El calcio de los lácteos de calidad se absorbe en un 32,1%; el del brócoli se absorbe en un 61,3%; el de la coliflor, en un 68,6%; el de la col rizada, en un 49,3%, y el del sésamo, en un 20,8%. También debemos tener en cuenta cómo influyen la sal y azúcar en la absorción del calcio: el consumo excesivo de sal incrementa la excreción urinaria de calcio. En España, en treinta años, el consumo de azúcar se ha multiplicado por trece (especialmente con las bebidas azucaradas) y su consumo reduce la densidad ósea e incrementa el riesgo de fracturas. Además, tomar azúcar aumenta los niveles de cortisol, hormona asociada al deterioro óseo.

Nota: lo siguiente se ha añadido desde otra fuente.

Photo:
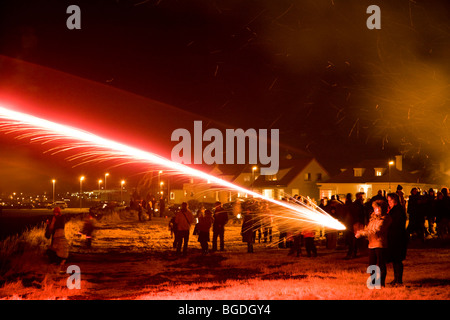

Si nuestra motivación para tomar lácteos es obtener calcio, no olvidemos que los herbívoros se alimentan de pastos, y que, justamente en el reino vegetal y concretamente en las hojas verdes mezcladas con semillas de sésamo, algas y ligeramente salteadas, tenemos un buen aporte de calcio biodisponible. También encontraremos un importante contenido de calcio en las algas hiziki, semillas de sésamo negro o almendras. No debemos olvidar, además, que para metabolizar el calcio es necesaria la vitamina D, que la obtendremos de la exposición al sol o por medio de alimentos secados al sol; ni tampoco que el ejercicio físico acompañado de respiraciones conscientes es imprescindible para una buena salud ósea. Si tomáis lácteos, procurad que siempre sean de procedencia orgánica, de animales de libre pastoreo, sin hormonas, ni antibióticos. También, podéis tener en cuenta los licuados vegetales y los productos con sello veganos de calidad, que pueden satisfacer muy bien la necesidad de consumir productos lácteos que aporten emociones de cariño y protección.